Reactive dataflows and strong separation of concerns result in high performance. Vega-Lite is underpinned by a sophisticated engine that is aware of what needs to be re-computed when inputs change or in reaction to other events. This eliminates unnecessary code execution. More generally, there is a strong separation of concerns between the specification and its evaluation, enabling iterative performance enhancement behind the scenes. More details are here.
Free and open source. You can find the main Vega-Lite codebase here.
The Vega-Lite docs have a good getting started tutorial.
If you’re a Python user, I recommend Altair to write your Vega-Lite specs. Jake VanderPlas is the author of Altair, and ran an excellent tutorial at Pycon 2018.

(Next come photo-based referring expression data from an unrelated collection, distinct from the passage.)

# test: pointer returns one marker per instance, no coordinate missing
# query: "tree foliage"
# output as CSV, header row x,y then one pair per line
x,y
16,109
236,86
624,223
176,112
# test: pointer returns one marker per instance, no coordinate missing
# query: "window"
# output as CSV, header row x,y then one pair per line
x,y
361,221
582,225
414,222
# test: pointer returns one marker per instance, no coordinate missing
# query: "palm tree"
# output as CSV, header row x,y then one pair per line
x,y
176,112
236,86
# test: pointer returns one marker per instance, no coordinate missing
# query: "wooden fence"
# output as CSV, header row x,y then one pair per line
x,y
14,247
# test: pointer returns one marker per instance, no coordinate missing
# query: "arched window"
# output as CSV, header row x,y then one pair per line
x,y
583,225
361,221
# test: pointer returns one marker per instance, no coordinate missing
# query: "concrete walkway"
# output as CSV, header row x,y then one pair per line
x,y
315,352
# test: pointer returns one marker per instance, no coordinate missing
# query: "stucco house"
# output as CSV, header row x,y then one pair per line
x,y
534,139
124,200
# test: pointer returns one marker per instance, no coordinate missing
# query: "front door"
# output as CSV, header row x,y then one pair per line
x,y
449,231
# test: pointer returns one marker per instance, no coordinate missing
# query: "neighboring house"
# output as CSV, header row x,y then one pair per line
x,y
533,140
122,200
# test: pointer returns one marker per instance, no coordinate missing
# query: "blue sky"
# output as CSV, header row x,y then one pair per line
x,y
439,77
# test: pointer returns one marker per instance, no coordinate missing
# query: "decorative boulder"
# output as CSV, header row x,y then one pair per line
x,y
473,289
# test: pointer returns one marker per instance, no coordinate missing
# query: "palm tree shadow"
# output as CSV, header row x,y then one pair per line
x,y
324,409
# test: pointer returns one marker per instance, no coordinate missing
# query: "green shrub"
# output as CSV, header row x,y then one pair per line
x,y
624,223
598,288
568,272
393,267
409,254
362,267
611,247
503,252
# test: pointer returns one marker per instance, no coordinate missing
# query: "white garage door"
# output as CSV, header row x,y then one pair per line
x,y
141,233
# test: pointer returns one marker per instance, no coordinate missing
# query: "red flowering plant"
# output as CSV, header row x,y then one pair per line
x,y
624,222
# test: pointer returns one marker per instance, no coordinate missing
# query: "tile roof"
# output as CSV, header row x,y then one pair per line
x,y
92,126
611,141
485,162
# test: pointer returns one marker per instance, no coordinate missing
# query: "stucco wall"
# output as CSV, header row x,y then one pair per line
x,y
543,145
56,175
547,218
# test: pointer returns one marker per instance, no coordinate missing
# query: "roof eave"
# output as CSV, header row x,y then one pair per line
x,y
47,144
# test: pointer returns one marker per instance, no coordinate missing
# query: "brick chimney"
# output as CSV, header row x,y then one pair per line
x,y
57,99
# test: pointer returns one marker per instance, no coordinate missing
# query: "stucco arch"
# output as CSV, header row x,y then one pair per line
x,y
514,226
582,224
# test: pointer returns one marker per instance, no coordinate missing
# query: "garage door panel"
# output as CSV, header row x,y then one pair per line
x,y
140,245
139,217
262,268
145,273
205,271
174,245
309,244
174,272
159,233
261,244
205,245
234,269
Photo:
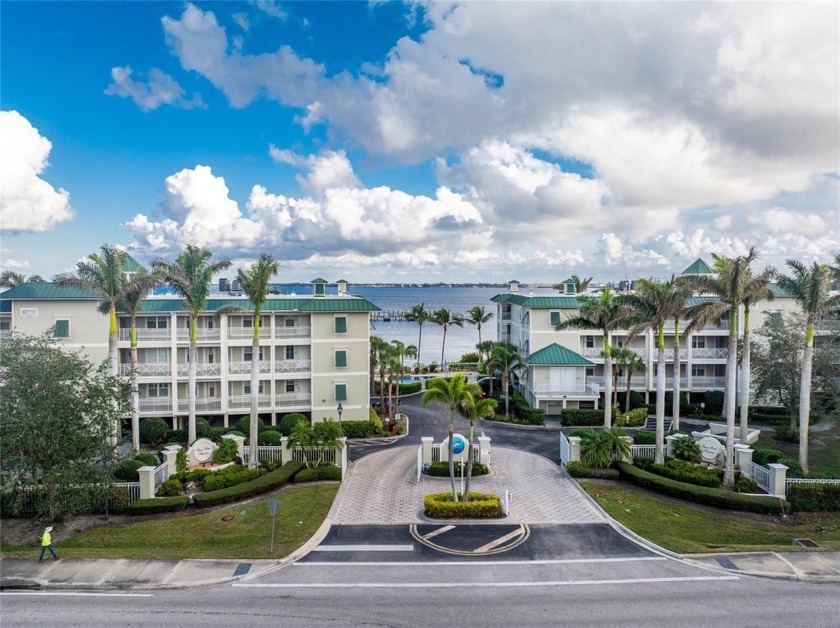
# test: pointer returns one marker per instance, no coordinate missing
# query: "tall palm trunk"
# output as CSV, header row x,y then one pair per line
x,y
253,458
744,400
191,393
731,367
805,396
660,397
675,406
607,381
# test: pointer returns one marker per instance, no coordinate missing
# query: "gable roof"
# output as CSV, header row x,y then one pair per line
x,y
556,355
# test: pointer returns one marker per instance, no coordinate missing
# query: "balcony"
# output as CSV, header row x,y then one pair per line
x,y
247,333
202,335
203,369
292,366
148,369
244,368
244,401
292,332
202,404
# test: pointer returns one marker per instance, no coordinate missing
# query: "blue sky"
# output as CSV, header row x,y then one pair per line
x,y
420,142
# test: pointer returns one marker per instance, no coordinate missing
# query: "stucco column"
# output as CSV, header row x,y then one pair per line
x,y
147,482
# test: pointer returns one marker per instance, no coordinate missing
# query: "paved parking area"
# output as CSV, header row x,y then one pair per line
x,y
383,489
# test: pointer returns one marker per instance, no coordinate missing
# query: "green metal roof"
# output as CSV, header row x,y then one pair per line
x,y
556,355
699,267
46,290
544,302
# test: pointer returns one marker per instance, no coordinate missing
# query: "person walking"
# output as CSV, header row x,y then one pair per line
x,y
46,544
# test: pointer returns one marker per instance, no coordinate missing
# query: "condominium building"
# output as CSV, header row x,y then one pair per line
x,y
565,369
313,349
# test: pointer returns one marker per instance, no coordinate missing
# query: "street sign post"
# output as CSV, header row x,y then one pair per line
x,y
273,508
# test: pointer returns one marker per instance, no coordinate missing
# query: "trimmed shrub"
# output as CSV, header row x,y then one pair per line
x,y
147,459
324,472
288,422
170,488
441,469
153,431
645,438
226,452
268,482
357,429
126,471
702,495
157,504
269,437
815,497
480,506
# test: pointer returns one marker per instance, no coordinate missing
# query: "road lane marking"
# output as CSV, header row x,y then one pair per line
x,y
434,533
457,563
500,585
364,548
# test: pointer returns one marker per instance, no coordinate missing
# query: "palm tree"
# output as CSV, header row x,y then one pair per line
x,y
190,275
443,317
134,294
728,286
419,314
255,286
456,394
506,358
472,410
810,288
606,313
11,279
478,316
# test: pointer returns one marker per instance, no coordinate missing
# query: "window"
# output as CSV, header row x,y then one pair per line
x,y
341,392
157,390
157,322
62,328
340,358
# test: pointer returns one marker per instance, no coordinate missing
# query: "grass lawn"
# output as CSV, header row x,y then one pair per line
x,y
688,529
246,535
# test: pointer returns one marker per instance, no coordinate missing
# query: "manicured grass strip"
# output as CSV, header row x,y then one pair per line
x,y
690,530
247,535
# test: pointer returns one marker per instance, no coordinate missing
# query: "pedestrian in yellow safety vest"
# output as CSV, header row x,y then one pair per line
x,y
46,544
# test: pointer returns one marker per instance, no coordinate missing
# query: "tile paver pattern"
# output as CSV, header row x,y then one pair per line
x,y
383,489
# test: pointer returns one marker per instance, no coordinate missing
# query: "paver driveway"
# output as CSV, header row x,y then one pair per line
x,y
382,488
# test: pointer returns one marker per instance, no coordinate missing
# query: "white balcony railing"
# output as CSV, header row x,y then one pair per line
x,y
244,401
202,335
244,368
292,366
202,404
202,369
147,369
292,332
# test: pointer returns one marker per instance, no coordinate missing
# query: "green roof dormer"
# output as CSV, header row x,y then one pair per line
x,y
320,287
699,267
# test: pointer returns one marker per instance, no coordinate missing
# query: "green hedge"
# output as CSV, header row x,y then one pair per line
x,y
357,429
700,494
157,504
441,469
267,482
815,497
323,472
480,506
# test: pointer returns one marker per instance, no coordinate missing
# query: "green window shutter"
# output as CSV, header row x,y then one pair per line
x,y
341,358
341,392
62,329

For further details, the Vega-Lite team did a great talk at OpenVis 2017, and there is another more in depth talk by the team here.
Jupyter users who just want to get their feet wet can try pdvega.
¹ For a sense of the scale of the landscape, see here for a graphic showing just the Python part.
² I have come to this conclusion after working with quite a wide range of highly-recommended (and very good) tools, including matplotlib, ggplot2, d3.js, highcharts, ggivs, Vega, Vega-Lite and plotly.
³ These influences run deep. The defaults built into vega-lite are carefully thought out, and grounded in research. For instance, how much does a typical data scientist think about which colour scales to use? This is actually the subject of rigorous academic studies — and the best ones are the defaults which are built into Vega-Lite.